Although the main dishes are gigantic, we tried the yoghurt + herbs appetizer called moussokhiar as well as a Mediterranean shirazi salad with a tomato base, from the town that gave its name to the grape. Both were excellent, and of course the house dough ("doog", yoghurt drink) is appropriate by the pitcher.
Kabobs are the standard types:
Barg = thinly sliced beef
Shish = thicker cuts of sirloin
Shishlique = lamb chops, superior to boneless
Luleh = minced meat more commonly called koobideh (luleh means "tunnel")
Surprisingly good chicken and chicken koobideh
Mahimahi for those who thought this was California cuisine
Kathy's main revelation was what to do with the carefully sliced lavash, onion and basil that is brought to the table before one's KAH-bobs. This is for wrapping the meat much like the lettuce or rice sheets at a Korean barbecue joint. The choicest part of the basil stalk is the part where the young leaves are emerging, so fight amongst your fellow diners for this.
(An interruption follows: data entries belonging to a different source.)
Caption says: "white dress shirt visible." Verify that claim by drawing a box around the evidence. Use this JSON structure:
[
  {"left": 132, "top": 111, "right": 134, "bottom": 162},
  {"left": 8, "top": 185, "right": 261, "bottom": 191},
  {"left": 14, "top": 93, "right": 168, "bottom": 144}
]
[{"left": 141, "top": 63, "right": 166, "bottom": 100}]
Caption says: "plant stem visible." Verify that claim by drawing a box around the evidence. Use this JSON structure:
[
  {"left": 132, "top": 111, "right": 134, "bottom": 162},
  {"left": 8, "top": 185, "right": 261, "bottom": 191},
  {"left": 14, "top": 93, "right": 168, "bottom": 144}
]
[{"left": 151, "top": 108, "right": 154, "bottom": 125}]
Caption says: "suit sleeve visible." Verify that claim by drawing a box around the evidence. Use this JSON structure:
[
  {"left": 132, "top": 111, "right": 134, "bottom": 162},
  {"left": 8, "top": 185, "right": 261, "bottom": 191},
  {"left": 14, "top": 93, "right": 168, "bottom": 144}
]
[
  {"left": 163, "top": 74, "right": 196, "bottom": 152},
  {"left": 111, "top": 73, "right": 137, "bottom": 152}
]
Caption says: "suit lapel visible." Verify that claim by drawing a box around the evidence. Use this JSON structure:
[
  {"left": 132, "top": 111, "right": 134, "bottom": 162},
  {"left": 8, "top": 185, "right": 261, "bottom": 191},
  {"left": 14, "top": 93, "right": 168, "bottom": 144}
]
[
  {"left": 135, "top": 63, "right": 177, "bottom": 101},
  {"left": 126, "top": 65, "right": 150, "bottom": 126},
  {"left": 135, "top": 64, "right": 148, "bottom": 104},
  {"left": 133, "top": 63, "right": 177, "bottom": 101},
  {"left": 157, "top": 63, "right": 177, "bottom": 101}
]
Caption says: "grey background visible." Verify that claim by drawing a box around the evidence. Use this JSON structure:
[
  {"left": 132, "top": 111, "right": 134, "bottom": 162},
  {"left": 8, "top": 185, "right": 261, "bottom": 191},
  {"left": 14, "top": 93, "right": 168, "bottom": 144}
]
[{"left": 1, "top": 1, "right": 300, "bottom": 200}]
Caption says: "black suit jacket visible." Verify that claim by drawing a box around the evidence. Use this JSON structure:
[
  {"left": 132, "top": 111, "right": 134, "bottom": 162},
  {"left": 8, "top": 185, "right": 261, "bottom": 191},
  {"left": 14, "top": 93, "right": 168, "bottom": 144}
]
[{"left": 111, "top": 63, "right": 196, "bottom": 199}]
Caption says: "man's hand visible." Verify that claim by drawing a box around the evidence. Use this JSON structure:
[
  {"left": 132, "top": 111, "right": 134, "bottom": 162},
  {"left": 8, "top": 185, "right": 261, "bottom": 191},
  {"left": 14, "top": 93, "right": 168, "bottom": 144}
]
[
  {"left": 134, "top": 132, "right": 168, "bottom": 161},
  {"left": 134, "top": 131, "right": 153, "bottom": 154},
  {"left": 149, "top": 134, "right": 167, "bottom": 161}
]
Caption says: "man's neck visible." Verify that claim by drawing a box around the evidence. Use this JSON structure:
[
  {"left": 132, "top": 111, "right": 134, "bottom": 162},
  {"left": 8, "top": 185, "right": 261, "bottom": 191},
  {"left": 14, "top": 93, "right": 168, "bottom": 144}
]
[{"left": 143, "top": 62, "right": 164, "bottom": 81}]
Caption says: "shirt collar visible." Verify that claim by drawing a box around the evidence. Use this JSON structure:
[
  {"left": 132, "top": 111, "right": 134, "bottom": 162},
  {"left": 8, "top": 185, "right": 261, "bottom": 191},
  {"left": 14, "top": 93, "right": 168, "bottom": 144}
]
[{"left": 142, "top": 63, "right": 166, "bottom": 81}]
Dust the meat with a little sumac (the purple spice in the shaker) wrap into a roll, and one is ready to eat with one hand and spoon buttery rice with the other - note that the butter pat is fully intended to enrich your rice, not to spread on the lavash. Having eaten most every dish at Raffi's I can say that my favourite kabob is definitely the luleh, it is remarkably moist and delicious. This is a pure judgement call, as the others are all impeccably grilled; Raffi's Place is nothing if not an example of the restaurant that does one thing superbly.